The research and exploration of small cell lung cancer can learn from the research idea in
the field of non-small cell lung cancer. The Checkmate9LA study reported in 2020ASCO [11]
investigated the safety and efficacy of Nivolumab+2 cycle chemotherapy in first-line
treatment of non-small cell lung cancer with negative driver gene. The MOS in the
immunization combination group was significantly better than that in the chemotherapy group
(15.6 months vs. 10.9 months, HR 0.66), and the 1-year survival rate was 63% vs. 47%,
respectively. The ORR in the immunization combination group was also improved (38% vs. 25%),
and the MDOR was 11.3m vs. 5.6m, which was tolerable in terms of safety. The incidence of
grade 3-4 treatment-associated AE was 47% in the immune-combined group and 38% in the
chemotherapy group. From the perspective of mechanism, chemotherapy can enhance the
immunogenicity of tumor cells, damage the immune cell inhibitory activity, which can induce
tumor cell apoptosis, expression of MHC class 1 molecules increases and mature dendritic
cells to promote the immune response, in the design, add 2 cycles of chemotherapy short-term
intensive treatment, make up the immune short board, For example, the early onset of slow and
immune characteristic events such as large tumor load, pseudo progression, hyperrogression
and other problems, to achieve the optimization and upgrading of the scheme.

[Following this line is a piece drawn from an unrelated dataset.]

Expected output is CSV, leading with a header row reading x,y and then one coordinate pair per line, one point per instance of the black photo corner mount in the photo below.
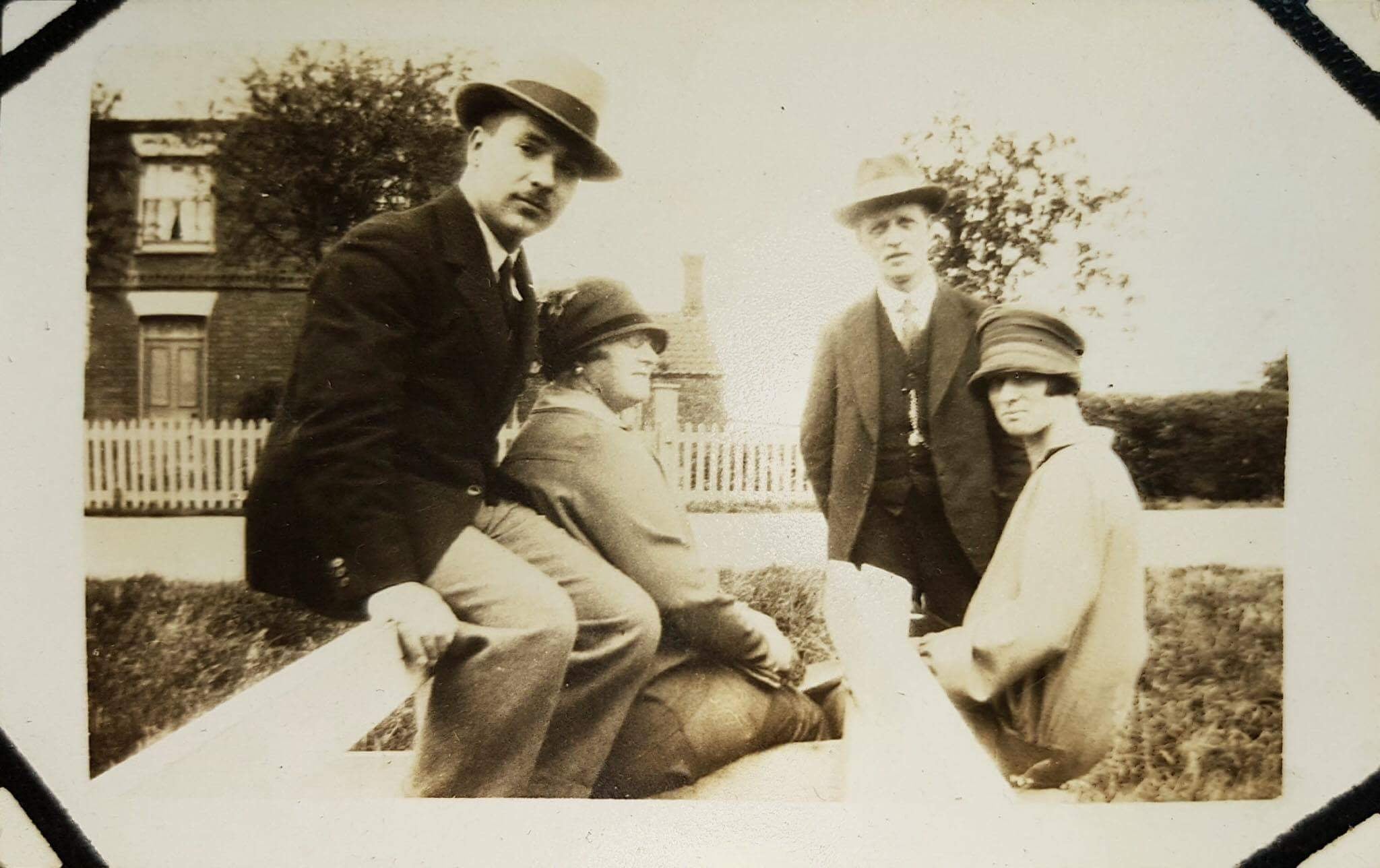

Based on Rationale 307, Tislelizumab was approved on January 12, 2021 for first-line
treatment in combination with paclitaxel and carboplatin in patients with locally advanced or
metastatic squamous non-small cell lung cancer. t the same time, Tislelizumab initial
efficacy in patients with extensive small-cell lung cancr.Rational-206 study is a phase Ⅱ
multi-cohort study of Tislelizumab combined with first-line platinum-containing chemotherapy
in patients with advanced lung cancer in China. The MPFS in the SCLC cohort was about 7
months, and the MOS reached 15.6 months.
Based on the above studies and data, in the second-line treatment of SCLC, anti-vascular
targeted drugs combined with chemotherapy can obtain a certain survival benefit, especially
for patients with sensitive recurrence, and the benefit is more significant. he immune
checkpoint inhibitors have gradually emerged in the second-line and later treatment of SCLC,
but the single drug effect has not been a great breakthrough; a small molecule antiangiogenic
targeted drug in China, Anlotinib has obtained third-line and later indications of SCLC
through ALTER1202 data, and has been included in the 2019 CSCO Guidelines for the Diagnosis
and Treatment of Primary Lung Cancer. t the same time, it is similar to the Checkmate9LA
study regimen, combined with two cycles of chemotherapy, to improve the short-term efficacy.
Therefore, Anlotinib combined with Tislelizumab, a PD-1 inhibitor, and 2 cycles of Irinotecan
monotherapy were tried in second-line SCLC, with the hope of breaking through the
difficulties of high recurrence rate and rapid disease progression of existing second-line
SCLC chemotherapy, regardless of platinum-sensitive recurrence or platinum-resistant
recurrence, and providing more options for SCLC patients.